The Tablet is a Catholic international weekly review published in London. Brendan Walsh, previously literary editor and then acting editor, was appointed editor in July 2017.

==History==
The Tablet was launched in 1840 by a Quaker convert to Catholicism, Frederick Lucas, 10 years before the restoration of the Catholic hierarchy in England and Wales. It is the second-oldest surviving weekly journal in Britain.

For the first 28 years of its life, The Tablet was owned by lay Catholics. Following the death of Lucas in 1855, it was purchased by John Edward Wallis, a Catholic barrister of the Inner Temple. Wallis continued as owner and editor until resigning and putting the newspaper up for sale in 1868.

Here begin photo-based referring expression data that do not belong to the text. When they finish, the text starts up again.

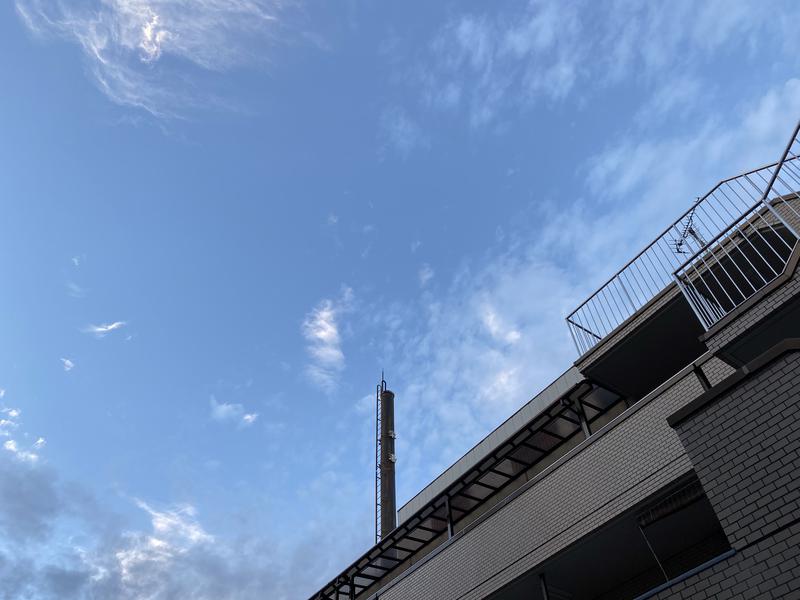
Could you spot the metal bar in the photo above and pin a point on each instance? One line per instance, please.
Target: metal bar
(543, 587)
(781, 161)
(582, 415)
(449, 512)
(653, 552)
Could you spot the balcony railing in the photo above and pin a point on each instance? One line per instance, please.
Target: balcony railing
(730, 244)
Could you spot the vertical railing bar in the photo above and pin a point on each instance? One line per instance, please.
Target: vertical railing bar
(749, 221)
(690, 298)
(721, 244)
(758, 214)
(634, 307)
(607, 292)
(708, 287)
(724, 291)
(664, 270)
(597, 319)
(622, 294)
(602, 305)
(643, 279)
(652, 278)
(645, 296)
(736, 225)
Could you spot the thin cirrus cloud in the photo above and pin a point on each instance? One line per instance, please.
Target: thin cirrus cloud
(125, 43)
(104, 328)
(228, 412)
(324, 345)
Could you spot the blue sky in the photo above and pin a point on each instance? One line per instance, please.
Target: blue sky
(222, 218)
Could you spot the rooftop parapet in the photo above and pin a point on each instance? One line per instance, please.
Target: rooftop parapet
(730, 244)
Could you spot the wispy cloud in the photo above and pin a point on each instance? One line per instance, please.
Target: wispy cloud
(321, 330)
(401, 132)
(18, 453)
(465, 358)
(226, 412)
(75, 291)
(124, 42)
(104, 329)
(9, 425)
(493, 65)
(425, 274)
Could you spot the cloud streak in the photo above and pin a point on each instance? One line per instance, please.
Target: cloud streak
(225, 412)
(125, 42)
(104, 329)
(324, 345)
(487, 66)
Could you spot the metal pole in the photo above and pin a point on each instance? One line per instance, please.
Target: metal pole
(582, 418)
(653, 552)
(449, 517)
(543, 585)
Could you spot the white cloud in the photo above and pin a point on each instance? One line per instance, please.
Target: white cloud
(466, 358)
(226, 412)
(105, 328)
(123, 42)
(75, 291)
(23, 455)
(321, 330)
(490, 65)
(401, 132)
(425, 274)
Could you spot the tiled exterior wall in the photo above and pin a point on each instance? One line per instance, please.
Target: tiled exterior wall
(716, 370)
(745, 447)
(636, 457)
(766, 570)
(757, 312)
(608, 343)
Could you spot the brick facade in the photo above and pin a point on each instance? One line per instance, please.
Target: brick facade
(635, 456)
(745, 446)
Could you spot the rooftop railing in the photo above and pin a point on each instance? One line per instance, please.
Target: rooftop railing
(730, 244)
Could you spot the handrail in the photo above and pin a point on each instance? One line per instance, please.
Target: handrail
(654, 268)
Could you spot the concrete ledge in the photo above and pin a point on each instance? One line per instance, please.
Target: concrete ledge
(708, 397)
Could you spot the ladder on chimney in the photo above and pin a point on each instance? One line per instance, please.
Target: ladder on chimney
(381, 387)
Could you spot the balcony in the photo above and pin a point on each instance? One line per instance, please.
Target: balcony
(729, 245)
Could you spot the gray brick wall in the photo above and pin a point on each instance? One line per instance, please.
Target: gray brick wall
(716, 369)
(625, 329)
(746, 450)
(635, 457)
(745, 447)
(757, 312)
(768, 569)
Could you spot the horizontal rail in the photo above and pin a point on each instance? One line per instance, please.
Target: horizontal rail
(710, 220)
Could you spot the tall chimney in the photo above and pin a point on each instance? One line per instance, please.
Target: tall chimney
(386, 510)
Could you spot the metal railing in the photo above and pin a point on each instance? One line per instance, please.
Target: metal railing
(731, 216)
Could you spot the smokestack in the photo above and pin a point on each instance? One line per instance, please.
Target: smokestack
(388, 502)
(385, 503)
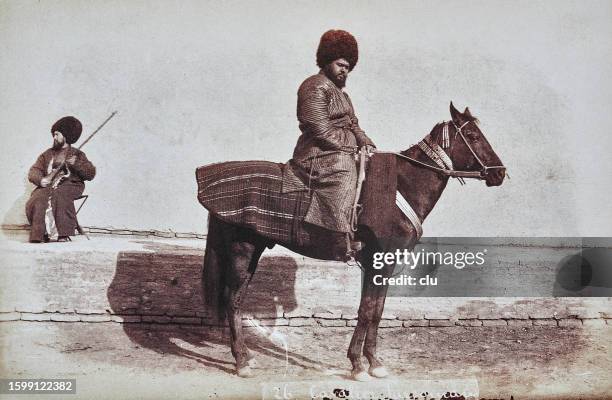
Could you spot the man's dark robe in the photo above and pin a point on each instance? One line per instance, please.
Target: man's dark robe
(61, 199)
(324, 157)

In 1868, the Rev. Herbert Vaughan (who was later made a cardinal), who had founded the only British Catholic missionary society, the Mill Hill Missionaries, purchased the journal just before the First Vatican Council, which defined papal infallibility. At his death he bequeathed the journal to the Archbishops of Westminster, the profits to be divided between Westminster Cathedral and the Mill Hill Missionaries. The Tablet was owned by successive Archbishops of Westminster for 67 years. In 1935, Archbishop (later Cardinal) Arthur Hinsley sold the journal to a group of Catholic laymen. In 1976 ownership passed to the Tablet Trust, a registered charity.

From 1936 to 1967, the review was edited by Douglas Woodruff, formerly of The Times, a historian and reputed wit whose hero was Hilaire Belloc. His wide range of contacts and his knowledge of international affairs made the paper, it was said, essential reading in embassies around the world. He restored the fortunes of The Tablet, which had declined steeply. For many years (1938–1961) he was assisted by Michael Derrick, who after the Second World War was often acting editor. Woodruff was followed as editor by the publisher and, like Woodruff, part-owner Tom Burns, who served from 1967 to 1982. Burns, a conservative in his political views, was a progressive on church matters, firmly in favour of the Vatican II church reforms. A watershed came in 1968, when The Tablet took an editorial stance at odds with Pope Paul VI's encyclical Humanae vitae, which restated the traditional teaching against artificial contraception. Burns was followed by the BBC producer John Wilkins, who had been Burns's assistant from 1967 to 1971. Under his editorship the journal's political stance was seen as centre-left. The paper continued to have a distinctive voice, consistently advocating further changes in the church's post-Vatican II life and doctrine. Circulation climbed steadily throughout Wilkins's 21-year tenure. He retired at the end of 2003. Catherine Pepinster, formerly executive editor of The Independent on Sunday, became the first female editor of The Tablet in 2004. She said that "the journal will continue to provide a forum for 'progressive, but responsible Catholic thinking, a place where orthodoxy is at home but ideas are welcome'." In 2012 ITV journalist Julie Etchingham became the review's first guest editor, leading a special issue on the CAFOD charity. On succeeding Catherine Pepinster as editor on 12 July 2017, Brendan Walsh said: 'I will do all I can to cherish and protect its values and the quality of its journalism.'

Contributors to The Tablet have included Popes Benedict XVI and Paul VI (while cardinals), the novelists Evelyn Waugh and Graham Greene, Mark Lawson, Francine Stock, Peter Hennessy, Henry Wansbrough and Bernard Green.